Hamilton’s public library system helps the senior demographic remain informed and promotes ongoing learning through staff and accessibility initiatives. Enlargers are now available for easier reading, and most facilities are completely accessible – from accessible desks to larger washrooms and elevators. Library staff is also available to help seniors find information or use installed technology.

Getting around Hamilton

Active seniors who live near downtown Hamilton have many of the city’s attractions and amenities within walking or biking distance. However, public transportation is also available throughout the city. Seniors taking the bus receive no fare reduction on regular tickets, but can purchase a PRESTO bus pass for discounted rides. Seniors who have trouble with mobility can register for Hamilton’s shared ride accessible transportation service, DARTS. Eligibility for the Disabled and Aged Regional Transportation System is based on a person’s physical, cognitive and sensory abilities as to whether they are able to use fixed route public transit. Each of the city’s regular buses are equipped with accessible low floors to accommodate wheelchairs, scooters and walkers and those who have difficulty climbing stairs. In addition to public transportation, residents of retirement homes can also take advantage of the transportation provided by their residences. Most residences also make free reserved parking available to those who drive.
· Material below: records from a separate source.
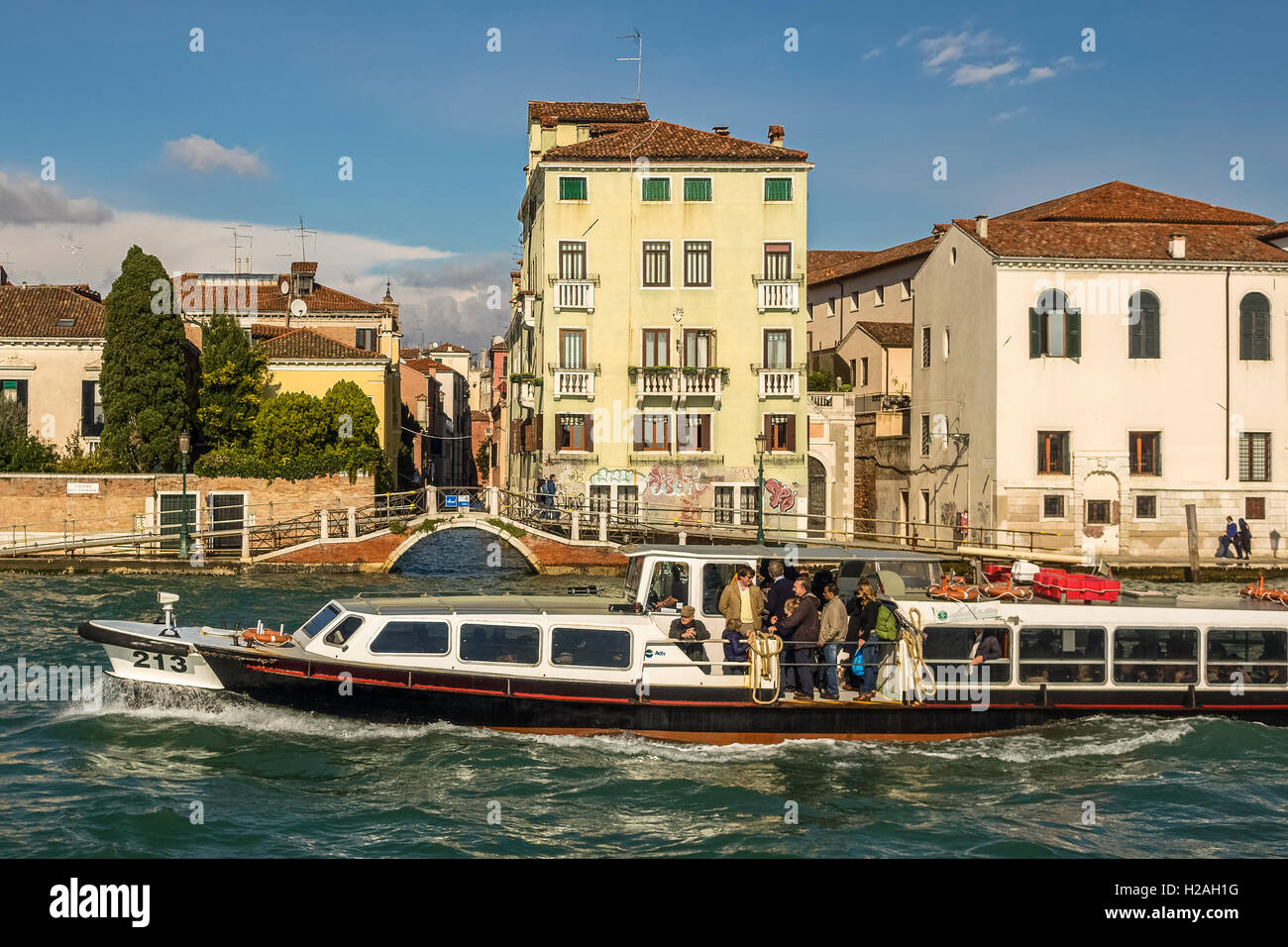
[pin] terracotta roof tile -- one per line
(34, 312)
(889, 334)
(307, 346)
(664, 141)
(589, 111)
(1125, 241)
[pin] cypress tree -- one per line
(146, 397)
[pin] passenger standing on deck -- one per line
(741, 604)
(804, 626)
(829, 637)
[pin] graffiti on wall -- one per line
(781, 496)
(681, 480)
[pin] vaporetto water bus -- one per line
(587, 664)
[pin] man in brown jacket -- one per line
(741, 604)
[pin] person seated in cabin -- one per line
(688, 631)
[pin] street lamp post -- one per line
(184, 445)
(760, 487)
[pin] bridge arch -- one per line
(463, 523)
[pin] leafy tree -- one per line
(20, 450)
(233, 373)
(147, 401)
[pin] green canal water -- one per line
(127, 779)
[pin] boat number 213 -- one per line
(178, 663)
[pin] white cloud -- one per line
(31, 201)
(206, 155)
(974, 75)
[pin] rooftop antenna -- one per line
(638, 58)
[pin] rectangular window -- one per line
(652, 432)
(657, 263)
(1052, 451)
(781, 431)
(657, 347)
(694, 432)
(697, 348)
(511, 644)
(572, 432)
(572, 348)
(572, 188)
(778, 188)
(572, 260)
(1155, 655)
(778, 261)
(91, 408)
(1144, 454)
(656, 189)
(722, 505)
(697, 263)
(590, 647)
(778, 348)
(697, 188)
(1254, 458)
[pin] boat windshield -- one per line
(320, 621)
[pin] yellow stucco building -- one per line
(660, 318)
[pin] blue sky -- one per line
(436, 124)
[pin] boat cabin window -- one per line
(715, 578)
(320, 621)
(949, 646)
(669, 587)
(590, 647)
(513, 644)
(1061, 655)
(1247, 656)
(1155, 655)
(412, 638)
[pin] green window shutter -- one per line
(697, 188)
(778, 188)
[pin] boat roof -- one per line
(764, 552)
(483, 604)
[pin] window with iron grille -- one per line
(656, 189)
(697, 263)
(697, 188)
(1052, 451)
(1254, 458)
(778, 188)
(572, 260)
(1098, 512)
(1142, 447)
(657, 263)
(572, 188)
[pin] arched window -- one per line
(1055, 329)
(1142, 329)
(1254, 328)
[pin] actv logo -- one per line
(73, 899)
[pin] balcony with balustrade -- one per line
(780, 381)
(576, 295)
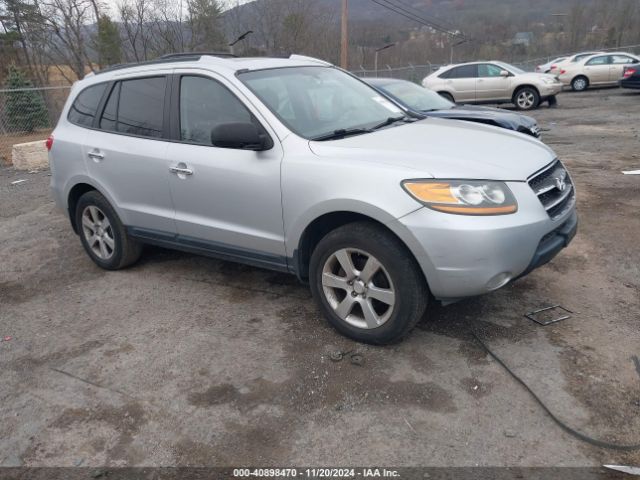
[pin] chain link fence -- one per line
(28, 115)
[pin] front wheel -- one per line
(367, 284)
(526, 98)
(579, 84)
(102, 234)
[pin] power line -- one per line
(412, 16)
(419, 14)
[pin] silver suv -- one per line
(295, 165)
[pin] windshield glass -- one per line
(416, 97)
(511, 68)
(316, 101)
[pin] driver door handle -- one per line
(181, 170)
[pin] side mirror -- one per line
(241, 136)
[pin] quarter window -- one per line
(599, 61)
(205, 104)
(84, 108)
(621, 59)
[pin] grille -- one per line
(554, 189)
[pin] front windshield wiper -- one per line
(392, 120)
(341, 133)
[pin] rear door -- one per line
(597, 69)
(616, 68)
(490, 84)
(126, 152)
(462, 81)
(230, 199)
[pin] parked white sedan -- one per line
(597, 70)
(493, 82)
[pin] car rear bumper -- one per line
(547, 91)
(463, 256)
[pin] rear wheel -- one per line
(102, 234)
(526, 98)
(367, 284)
(579, 84)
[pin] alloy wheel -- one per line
(358, 288)
(526, 99)
(98, 232)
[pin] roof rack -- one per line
(171, 57)
(198, 54)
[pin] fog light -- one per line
(498, 281)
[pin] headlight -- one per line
(463, 197)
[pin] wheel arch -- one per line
(329, 221)
(520, 87)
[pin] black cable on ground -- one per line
(564, 426)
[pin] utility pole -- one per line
(344, 45)
(375, 67)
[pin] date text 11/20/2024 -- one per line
(316, 472)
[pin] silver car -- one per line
(297, 166)
(493, 82)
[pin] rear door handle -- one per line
(181, 171)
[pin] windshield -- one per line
(511, 68)
(416, 97)
(316, 101)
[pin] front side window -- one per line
(488, 70)
(85, 106)
(317, 101)
(599, 61)
(137, 107)
(205, 104)
(416, 97)
(622, 59)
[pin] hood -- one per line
(498, 116)
(441, 148)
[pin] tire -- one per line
(580, 83)
(526, 98)
(96, 219)
(447, 96)
(401, 293)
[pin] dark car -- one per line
(631, 77)
(421, 101)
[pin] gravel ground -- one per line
(183, 360)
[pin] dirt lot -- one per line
(182, 360)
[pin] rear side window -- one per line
(136, 107)
(85, 106)
(465, 71)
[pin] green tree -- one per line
(25, 109)
(108, 44)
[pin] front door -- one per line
(226, 200)
(616, 68)
(125, 153)
(462, 81)
(597, 69)
(491, 85)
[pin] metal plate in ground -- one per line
(549, 315)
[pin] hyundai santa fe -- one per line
(295, 165)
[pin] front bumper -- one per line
(463, 256)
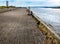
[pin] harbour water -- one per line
(50, 16)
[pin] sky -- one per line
(31, 2)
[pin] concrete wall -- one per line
(51, 36)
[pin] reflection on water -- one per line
(50, 16)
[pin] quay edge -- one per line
(51, 36)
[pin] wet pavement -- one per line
(16, 27)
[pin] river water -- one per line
(49, 16)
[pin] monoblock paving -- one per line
(16, 27)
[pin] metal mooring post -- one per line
(7, 4)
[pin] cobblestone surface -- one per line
(16, 27)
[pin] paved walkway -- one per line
(16, 27)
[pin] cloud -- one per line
(32, 2)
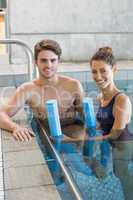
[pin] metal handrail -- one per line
(28, 52)
(69, 179)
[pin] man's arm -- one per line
(16, 102)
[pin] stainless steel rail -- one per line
(27, 51)
(71, 183)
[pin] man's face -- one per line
(47, 63)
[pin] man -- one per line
(49, 85)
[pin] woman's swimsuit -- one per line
(106, 120)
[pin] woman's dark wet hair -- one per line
(105, 54)
(47, 45)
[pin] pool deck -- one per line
(24, 173)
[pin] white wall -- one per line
(79, 26)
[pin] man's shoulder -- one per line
(70, 80)
(27, 86)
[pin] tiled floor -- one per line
(26, 175)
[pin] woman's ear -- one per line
(114, 68)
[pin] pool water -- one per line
(97, 182)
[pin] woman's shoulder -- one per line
(122, 100)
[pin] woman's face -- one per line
(102, 73)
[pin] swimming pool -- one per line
(98, 185)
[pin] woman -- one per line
(113, 116)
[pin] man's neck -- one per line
(48, 81)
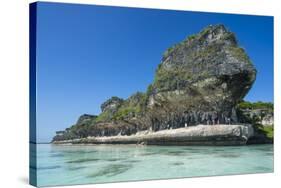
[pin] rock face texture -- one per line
(194, 135)
(199, 81)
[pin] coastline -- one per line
(204, 135)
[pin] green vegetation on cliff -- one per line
(198, 81)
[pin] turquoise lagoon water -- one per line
(64, 165)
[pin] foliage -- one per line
(239, 53)
(255, 105)
(104, 116)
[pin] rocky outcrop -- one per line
(199, 81)
(194, 135)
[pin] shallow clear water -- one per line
(64, 165)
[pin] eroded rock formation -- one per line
(199, 81)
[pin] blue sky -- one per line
(86, 54)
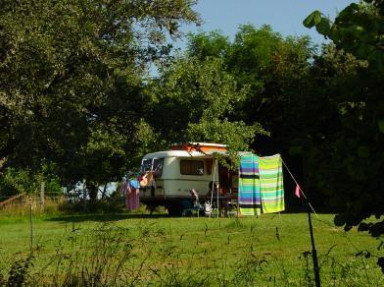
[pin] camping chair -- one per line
(192, 208)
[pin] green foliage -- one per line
(14, 181)
(356, 144)
(71, 80)
(194, 95)
(237, 135)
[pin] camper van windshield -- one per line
(146, 165)
(153, 164)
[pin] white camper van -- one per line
(174, 173)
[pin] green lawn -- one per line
(134, 250)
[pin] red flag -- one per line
(297, 191)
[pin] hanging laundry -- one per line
(271, 184)
(249, 185)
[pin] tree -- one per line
(194, 102)
(357, 157)
(70, 79)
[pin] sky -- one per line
(284, 16)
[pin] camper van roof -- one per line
(178, 153)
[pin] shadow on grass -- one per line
(103, 217)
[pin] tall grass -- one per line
(188, 252)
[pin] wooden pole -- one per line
(31, 223)
(42, 196)
(316, 268)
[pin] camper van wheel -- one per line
(175, 210)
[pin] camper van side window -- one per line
(192, 167)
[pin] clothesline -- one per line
(301, 191)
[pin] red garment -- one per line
(132, 198)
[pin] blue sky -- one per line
(284, 16)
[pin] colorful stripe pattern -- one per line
(249, 185)
(271, 184)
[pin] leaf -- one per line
(313, 19)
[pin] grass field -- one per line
(139, 250)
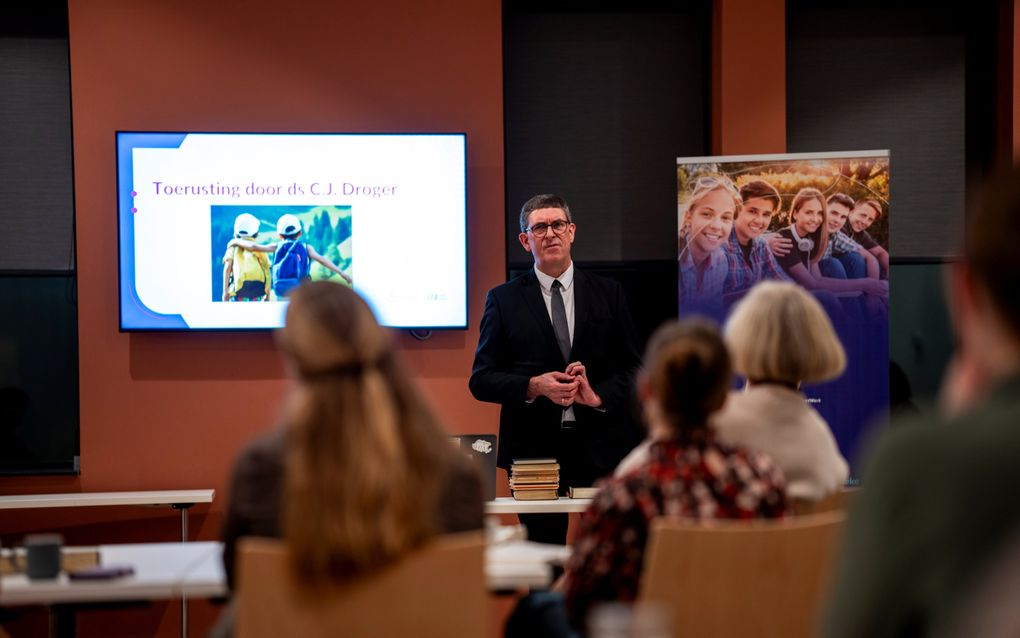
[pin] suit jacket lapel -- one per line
(582, 301)
(531, 291)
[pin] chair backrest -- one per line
(838, 500)
(742, 578)
(439, 590)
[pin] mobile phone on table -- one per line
(101, 573)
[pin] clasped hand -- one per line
(565, 388)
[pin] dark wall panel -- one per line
(36, 201)
(599, 105)
(894, 78)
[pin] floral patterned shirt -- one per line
(696, 478)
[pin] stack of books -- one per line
(534, 479)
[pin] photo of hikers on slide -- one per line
(260, 253)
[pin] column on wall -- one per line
(749, 77)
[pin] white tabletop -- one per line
(522, 563)
(86, 499)
(162, 571)
(508, 504)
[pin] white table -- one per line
(162, 571)
(522, 563)
(176, 499)
(508, 504)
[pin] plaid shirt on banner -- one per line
(743, 273)
(707, 298)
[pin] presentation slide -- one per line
(216, 229)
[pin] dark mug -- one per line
(42, 555)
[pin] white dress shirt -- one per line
(566, 291)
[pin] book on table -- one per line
(534, 479)
(534, 495)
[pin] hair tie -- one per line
(351, 369)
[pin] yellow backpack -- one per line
(248, 266)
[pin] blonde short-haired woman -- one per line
(779, 337)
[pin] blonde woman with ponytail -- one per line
(361, 472)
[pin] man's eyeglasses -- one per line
(540, 230)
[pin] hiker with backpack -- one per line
(292, 256)
(246, 271)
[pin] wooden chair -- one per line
(741, 578)
(437, 591)
(836, 501)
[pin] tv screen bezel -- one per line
(120, 247)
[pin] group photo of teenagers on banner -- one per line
(818, 221)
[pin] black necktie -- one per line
(560, 322)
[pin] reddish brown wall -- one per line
(749, 77)
(170, 410)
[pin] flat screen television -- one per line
(216, 228)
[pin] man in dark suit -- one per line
(557, 351)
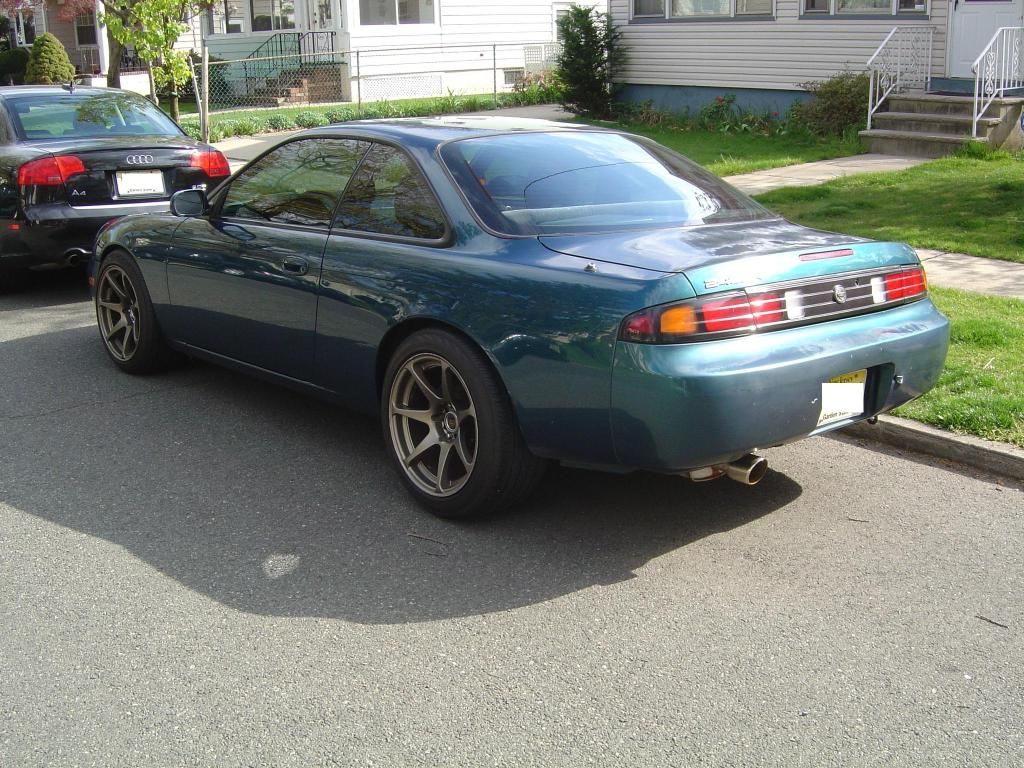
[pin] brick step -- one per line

Choosing a retirement community in Hamilton

Whether you are excited to move into a retirement community or plan to retire at home, it is important to consider all your options. Many seniors and their families wait until a time of crisis until they think about choosing a retirement home, which can cause unnecessary stress and limit your choices. Choosing a retirement home requires thought and pre-planning, but it doesn’t have to be stressful. Before you start your search, make sure you ask yourself:

  • What do I want?
  • What do I need?
  • What can I afford?
  • Where do I want to retire?

You can use our retirement calculator to get a better idea of what you’ll be able to afford in your retirement. The next step is looking for potential residences in Hamilton. Make sure to keep your answers to the above questions in mind when making your shortlist, as well as the following: ·

  • Ensure the residence can meet your medical needs.
  • Make sure the community can grow with your needs as your activity, medical and financial circumstances change over time
  • Have your finances are in order. Remember to factor rent and cost of living increases into your calculation

When you have made a list of retirement residences, don’t hesitate to go for a visit and ask questions. If you are unsure what questions to ask, download our free retirement tour checklist e-book. Remember to ask about overnight stays - some will let seniors stay overnight in a guest suite to get a better idea of what it’s like to live in the community. 

Hamilton allows you to choose from multiple options, like living in the heart of the city or in a scenic nearby small town such as Ancaster. Ontario’s long-term care homes use a co-payment system in which both you and the province pay for a portion of your fee.